Petter Meyer

Personal information
- Date of birth: 21 February 1985 (age 40)
- Place of birth: Kauniainen, Finland
- Height: 1.81 m (5 ft 11 in)
- Position(s): Forward

Team information
- Current team: GrIFK
- Number: 17

Senior career*
- Years: Team / Apps / (Gls)
- 2002–2008: GrIFK / 143 / (94)
- 2009–2010: FF Jaro / 40 / (6)
- 2011: SJK / 27 / (23)
- 2012–: GrIFK / 72 / (52)

= Petter Meyer =

Finnish footballer (born 1985)

Petter Meyer (born 21 February 1985) is a Finnish footballer currently representing GrIFK of the Kakkonen.

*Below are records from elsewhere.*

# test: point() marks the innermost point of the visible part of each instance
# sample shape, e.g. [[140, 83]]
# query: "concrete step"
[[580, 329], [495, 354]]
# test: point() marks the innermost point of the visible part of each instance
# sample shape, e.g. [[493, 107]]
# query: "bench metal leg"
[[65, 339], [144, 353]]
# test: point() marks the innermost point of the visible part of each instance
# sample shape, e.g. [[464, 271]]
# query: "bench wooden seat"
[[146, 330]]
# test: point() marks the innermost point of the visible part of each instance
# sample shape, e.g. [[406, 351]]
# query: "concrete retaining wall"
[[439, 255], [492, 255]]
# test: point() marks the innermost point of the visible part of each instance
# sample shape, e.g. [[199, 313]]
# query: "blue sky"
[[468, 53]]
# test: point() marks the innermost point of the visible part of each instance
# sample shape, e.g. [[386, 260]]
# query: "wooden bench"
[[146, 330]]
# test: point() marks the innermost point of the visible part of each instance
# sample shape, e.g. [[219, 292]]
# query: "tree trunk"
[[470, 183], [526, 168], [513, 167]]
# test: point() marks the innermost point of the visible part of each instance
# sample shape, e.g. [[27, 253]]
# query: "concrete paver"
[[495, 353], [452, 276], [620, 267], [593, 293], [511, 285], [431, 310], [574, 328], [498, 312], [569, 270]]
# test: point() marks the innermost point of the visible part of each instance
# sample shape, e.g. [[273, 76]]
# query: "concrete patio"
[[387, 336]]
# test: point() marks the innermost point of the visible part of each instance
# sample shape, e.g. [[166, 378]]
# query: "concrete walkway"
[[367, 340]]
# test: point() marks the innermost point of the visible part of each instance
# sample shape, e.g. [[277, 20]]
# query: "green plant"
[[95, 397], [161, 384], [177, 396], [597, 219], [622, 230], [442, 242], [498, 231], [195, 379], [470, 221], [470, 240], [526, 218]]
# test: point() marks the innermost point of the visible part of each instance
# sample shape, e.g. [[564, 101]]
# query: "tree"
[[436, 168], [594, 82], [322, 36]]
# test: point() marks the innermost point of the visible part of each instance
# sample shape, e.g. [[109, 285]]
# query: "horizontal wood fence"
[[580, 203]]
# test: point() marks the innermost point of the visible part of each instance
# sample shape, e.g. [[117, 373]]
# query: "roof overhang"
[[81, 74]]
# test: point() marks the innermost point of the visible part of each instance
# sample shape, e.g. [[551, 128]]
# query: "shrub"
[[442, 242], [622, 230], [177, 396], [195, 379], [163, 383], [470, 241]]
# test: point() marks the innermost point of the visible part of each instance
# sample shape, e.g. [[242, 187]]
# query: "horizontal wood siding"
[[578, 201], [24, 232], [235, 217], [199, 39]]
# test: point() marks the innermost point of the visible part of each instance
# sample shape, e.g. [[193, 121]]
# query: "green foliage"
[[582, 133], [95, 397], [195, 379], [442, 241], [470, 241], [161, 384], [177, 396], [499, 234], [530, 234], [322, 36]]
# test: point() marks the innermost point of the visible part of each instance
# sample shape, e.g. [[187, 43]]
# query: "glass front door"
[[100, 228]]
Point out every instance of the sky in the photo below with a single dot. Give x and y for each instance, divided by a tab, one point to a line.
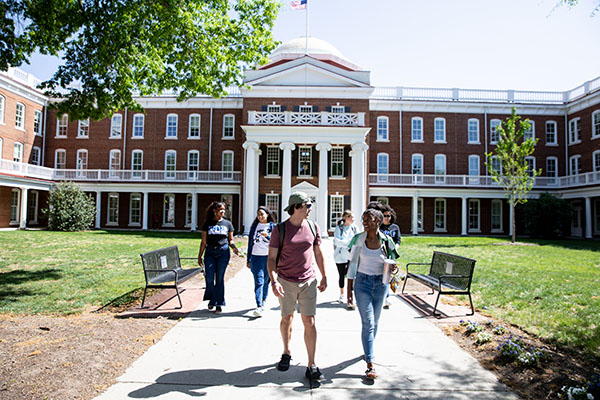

Meyer was an integral part of the Grankulla IFK team that was promoted to the Finnish First Division in 2007. In 2008, he scored twelve goals for his club, third most in the whole league, which earned him a contract with the top flight side FF Jaro. During the 2009 season, he was the best scorer at FF Jaro in the Premier Division. Meyer suffered from injuries that required surgery during the next season. He wasn't able to feature in Jaro as a first team regular because of this.

In December 2010, Meyer announced that he was joining Thai Port F.C. of the Thai Premier League on a trial.

In January 2011, Meyer announced his commitment to SJK for the 2011 season. The main reason for this was the opportunity to combine football with studies.